Indeed, presuming that a given time series is arrhythmic based on a high p value is mathematically flawed. A high p value means that the observed data could have easily been generated under the null hypothesis, but it does not formally necessitate that the null hypothesis must be accepted. In addition, the confidence with which a data series is declared to be “rhythmic” depends on experimental details chosen by the investigator as discussed above. Simple binary divisions such as “rhythmic” and “arrhythmic” are thus capricious. In short, it is hard to define an “index of arrhythmicity” for time-series data using established tools. We note that the field could benefit from a more rigorous statistical definition of arrhythmicity (Text Box 2.2), perhaps based on how much of the variance in a time series is explained by rhythmicity.

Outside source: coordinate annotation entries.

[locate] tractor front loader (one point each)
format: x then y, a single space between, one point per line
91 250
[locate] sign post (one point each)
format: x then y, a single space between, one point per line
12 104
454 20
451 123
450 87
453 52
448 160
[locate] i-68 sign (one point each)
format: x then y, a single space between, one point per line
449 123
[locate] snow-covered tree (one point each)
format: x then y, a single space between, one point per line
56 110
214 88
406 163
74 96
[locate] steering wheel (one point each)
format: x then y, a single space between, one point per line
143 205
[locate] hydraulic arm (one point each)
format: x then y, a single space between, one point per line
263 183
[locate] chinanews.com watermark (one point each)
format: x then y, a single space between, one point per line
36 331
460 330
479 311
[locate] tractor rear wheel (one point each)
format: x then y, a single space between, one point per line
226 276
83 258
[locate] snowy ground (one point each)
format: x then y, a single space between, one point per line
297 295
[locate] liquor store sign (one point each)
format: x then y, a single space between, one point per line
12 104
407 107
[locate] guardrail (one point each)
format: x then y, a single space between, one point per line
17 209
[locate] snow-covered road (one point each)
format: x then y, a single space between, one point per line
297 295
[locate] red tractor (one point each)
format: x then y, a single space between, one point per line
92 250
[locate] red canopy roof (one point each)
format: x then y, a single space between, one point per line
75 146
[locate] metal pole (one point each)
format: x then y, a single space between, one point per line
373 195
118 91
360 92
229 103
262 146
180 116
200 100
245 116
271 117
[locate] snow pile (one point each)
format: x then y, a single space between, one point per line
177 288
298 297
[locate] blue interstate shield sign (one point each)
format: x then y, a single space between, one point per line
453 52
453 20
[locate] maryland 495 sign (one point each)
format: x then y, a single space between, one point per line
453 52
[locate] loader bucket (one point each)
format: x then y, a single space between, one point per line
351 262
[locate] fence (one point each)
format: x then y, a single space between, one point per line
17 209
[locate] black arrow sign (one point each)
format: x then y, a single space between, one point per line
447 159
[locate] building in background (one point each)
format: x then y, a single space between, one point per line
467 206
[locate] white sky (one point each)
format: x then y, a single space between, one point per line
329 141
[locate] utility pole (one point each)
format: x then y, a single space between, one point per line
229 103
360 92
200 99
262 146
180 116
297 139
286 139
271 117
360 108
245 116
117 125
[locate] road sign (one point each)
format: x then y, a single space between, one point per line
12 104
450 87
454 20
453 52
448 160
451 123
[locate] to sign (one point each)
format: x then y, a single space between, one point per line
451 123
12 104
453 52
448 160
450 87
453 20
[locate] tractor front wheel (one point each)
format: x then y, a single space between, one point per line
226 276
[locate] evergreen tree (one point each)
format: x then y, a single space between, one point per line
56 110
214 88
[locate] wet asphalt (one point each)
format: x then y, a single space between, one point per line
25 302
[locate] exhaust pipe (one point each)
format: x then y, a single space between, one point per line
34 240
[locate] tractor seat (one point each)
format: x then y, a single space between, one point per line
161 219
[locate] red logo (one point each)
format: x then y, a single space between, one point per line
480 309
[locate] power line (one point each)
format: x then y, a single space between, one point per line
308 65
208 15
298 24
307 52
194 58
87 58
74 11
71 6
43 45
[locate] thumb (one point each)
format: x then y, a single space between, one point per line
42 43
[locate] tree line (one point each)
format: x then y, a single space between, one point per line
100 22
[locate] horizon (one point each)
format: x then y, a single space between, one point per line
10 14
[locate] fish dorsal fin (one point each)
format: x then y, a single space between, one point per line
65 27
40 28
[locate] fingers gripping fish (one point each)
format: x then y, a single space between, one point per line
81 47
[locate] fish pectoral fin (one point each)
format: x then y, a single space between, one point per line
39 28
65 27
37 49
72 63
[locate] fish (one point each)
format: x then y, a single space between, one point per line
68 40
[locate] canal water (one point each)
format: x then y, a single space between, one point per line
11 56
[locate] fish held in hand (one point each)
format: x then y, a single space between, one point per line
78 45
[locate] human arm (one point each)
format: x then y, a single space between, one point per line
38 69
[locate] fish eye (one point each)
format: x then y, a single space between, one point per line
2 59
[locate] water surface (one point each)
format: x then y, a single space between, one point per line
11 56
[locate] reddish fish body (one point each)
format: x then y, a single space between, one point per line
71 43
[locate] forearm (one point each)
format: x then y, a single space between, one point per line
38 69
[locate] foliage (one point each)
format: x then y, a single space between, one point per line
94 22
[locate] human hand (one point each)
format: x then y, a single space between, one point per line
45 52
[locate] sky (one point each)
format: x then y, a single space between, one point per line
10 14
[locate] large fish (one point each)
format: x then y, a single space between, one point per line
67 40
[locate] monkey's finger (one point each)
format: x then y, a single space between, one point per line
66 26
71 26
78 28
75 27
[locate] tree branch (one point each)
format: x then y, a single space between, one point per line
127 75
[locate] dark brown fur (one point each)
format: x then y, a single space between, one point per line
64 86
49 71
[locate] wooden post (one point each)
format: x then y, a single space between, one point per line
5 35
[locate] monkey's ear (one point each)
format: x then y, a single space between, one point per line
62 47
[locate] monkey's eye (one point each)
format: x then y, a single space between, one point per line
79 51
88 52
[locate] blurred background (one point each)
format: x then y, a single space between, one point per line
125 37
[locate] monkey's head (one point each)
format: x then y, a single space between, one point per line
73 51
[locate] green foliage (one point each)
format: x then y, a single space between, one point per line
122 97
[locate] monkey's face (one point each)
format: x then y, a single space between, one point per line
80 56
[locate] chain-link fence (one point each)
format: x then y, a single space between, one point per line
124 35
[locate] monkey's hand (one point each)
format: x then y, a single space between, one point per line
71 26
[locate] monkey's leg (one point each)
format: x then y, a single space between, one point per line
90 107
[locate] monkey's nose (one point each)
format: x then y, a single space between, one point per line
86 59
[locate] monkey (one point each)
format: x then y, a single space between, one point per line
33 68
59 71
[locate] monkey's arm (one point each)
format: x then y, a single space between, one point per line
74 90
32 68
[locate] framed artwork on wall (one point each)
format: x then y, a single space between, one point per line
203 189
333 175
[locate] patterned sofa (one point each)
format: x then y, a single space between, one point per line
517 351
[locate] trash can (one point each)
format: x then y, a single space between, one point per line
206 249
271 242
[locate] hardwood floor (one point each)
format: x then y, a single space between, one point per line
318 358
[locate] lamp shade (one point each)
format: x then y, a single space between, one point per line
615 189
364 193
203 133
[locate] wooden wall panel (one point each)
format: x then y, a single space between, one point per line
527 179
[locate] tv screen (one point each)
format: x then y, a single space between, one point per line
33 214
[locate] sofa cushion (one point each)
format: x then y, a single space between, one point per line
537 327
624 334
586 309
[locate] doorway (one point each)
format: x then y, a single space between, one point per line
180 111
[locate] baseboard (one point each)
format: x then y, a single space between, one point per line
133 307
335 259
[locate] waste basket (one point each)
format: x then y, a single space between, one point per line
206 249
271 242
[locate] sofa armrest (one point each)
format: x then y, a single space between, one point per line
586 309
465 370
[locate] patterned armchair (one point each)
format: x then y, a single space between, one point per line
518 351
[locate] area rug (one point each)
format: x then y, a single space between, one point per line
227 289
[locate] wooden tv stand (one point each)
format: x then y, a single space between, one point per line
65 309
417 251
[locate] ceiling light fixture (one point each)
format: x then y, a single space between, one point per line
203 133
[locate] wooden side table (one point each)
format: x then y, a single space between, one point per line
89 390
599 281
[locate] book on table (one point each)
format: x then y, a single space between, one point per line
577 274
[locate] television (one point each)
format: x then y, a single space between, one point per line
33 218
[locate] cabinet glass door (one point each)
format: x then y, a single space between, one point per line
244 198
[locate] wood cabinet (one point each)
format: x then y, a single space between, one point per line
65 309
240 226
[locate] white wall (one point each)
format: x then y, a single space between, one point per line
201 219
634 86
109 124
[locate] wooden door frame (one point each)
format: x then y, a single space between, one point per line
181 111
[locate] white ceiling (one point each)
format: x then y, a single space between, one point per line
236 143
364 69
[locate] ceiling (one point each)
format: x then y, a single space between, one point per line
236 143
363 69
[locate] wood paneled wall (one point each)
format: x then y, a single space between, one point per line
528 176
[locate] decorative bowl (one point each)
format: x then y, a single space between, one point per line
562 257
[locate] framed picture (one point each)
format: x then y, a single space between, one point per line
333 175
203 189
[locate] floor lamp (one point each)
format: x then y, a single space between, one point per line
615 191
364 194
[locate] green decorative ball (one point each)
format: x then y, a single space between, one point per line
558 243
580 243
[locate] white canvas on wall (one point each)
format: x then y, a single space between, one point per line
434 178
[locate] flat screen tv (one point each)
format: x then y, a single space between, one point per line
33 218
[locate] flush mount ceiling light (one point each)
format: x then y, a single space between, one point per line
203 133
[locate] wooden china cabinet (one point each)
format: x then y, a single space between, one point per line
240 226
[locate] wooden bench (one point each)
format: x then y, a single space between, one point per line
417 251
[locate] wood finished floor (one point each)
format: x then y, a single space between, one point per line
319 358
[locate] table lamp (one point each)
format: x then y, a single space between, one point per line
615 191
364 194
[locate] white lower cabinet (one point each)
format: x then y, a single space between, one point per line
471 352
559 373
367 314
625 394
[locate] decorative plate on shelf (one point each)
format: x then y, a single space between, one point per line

An alternative to solving the significance problem is to focus on the assessment of rhythmic parameters such as period, phase, amplitude, and fold change. In many cases, the cardinal circadian parameters more accurately describe the underlying biological phenomena than abstract p values. However, we note that accurate and reliable estimation of rhythmic parameters is a different and tougher statistical challenge than simply determining whether a time series is rhythmic. Small changes in period length, for example, are often beyond the resolution offered by a typical “-omics” experiment. We encourage the development of more rigorous statistical methods for comparing rhythmic parameters and the more general use of existing tools. An expansion of JTK_Cycle took a first step toward this by calculating confidence intervals for amplitude measurements (Miyazaki et al., 2011). We note that this method relies on fitting the data to a cosine curve, which can be statistically problematic depending on the shape of the rhythmic time series (Janich et al., 2015). Furthermore, a recently released method called DODR (Thaben and Westermark, 2016) can be used for quantifying differences in rhythmic parameters. Taken together, we look forward to the field routinely using robust statistical methods for comparing perturbations of rhythmic parameters (Text Box 2.3).
Synthetic Data for Benchmarking
As discussed above, there are many plausible experimental designs and statistical methods for identifying biological rhythms in large data sets. One way out of this wilderness is simply to test the empirical statistical power of different analytical pipelines. Here, we present CircaInSilico (https://5c077.shinyapps.io/Circa_in_Silico/), an online platform that allows users to generate data for simulating circadian experiments without requiring any a priori programming expertise (Fig. 3). Rhythmic and arrhythmic time series are sampled at user-defined intervals, and Gaussian noise is superimposed on the data to simulate technical and biological variance. Users can specify (1) the duration of the proposed data collection, (2) the total number of time series analyzed, (3) the number of replicates per time point, (4) the frequency of sample collection, (5) whether to include outlier data points, and (6) the percentage of time series that are genuinely rhythmic. The phases of rhythmic transcripts are uniformly distributed across the entire cycle, and period length and amplitude are uniformly distributed within user-defined ranges. These synthetic data are conveniently saved as *.csv files that include the true period length, phase, and amplitude.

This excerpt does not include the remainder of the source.